Literature DB >> 15878852

Rheb binding to mammalian target of rapamycin (mTOR) is regulated by amino acid sufficiency.

Xiaomeng Long1, Sara Ortiz-Vega, Yenshou Lin, Joseph Avruch.   

Abstract

The removal of extracellular amino acids or leucine alone inhibits the ability of the mammalian target of rapamycin (mTOR) to signal to the raptor-dependent substrates, p70 S6 kinase and 4E-BP. This inhibition can be overcome by overexpression of the Rheb GTPase. Rheb binds directly to the amino-terminal lobe of the mTOR catalytic domain, and activates mTOR kinase in a GTP-dependent manner. Herein we show that the binding of Rheb to endogenous and recombinant mTOR is reversibly inhibited by withdrawal of all extracellular amino acids or just leucine.

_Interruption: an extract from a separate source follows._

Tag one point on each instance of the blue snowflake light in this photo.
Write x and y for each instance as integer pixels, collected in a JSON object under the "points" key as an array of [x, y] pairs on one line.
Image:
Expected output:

The effect of amino acid withdrawal is not attributable to changes in Rheb-GTP charging; amino acid withdrawal does not alter the GTP charging of recombinant Rheb. Moreover, the binding of mTOR to Rheb mutants that are unable to bind guanyl nucleotide in vivo is also inhibited by amino withdrawal. The inhibitory effect of amino acid withdrawal is exerted through an action on mTOR, at a site largely distinct from that responsible for the binding of Rheb; deletion of the larger, carboxyl-terminal lobe of the mTOR catalytic domain eliminates the inhibitory effect of amino acid withdrawal on Rheb binding, without altering Rheb binding per se. The lesser ability of the mTOR catalytic domain to bind Rheb after amino acid withdrawal does not persist after extraction and purification of the mTOR polypeptide. Amino acid withdrawal may generate an inhibitor of the Rheb-mTOR interaction that interferes with the signaling function of TOR complex 1.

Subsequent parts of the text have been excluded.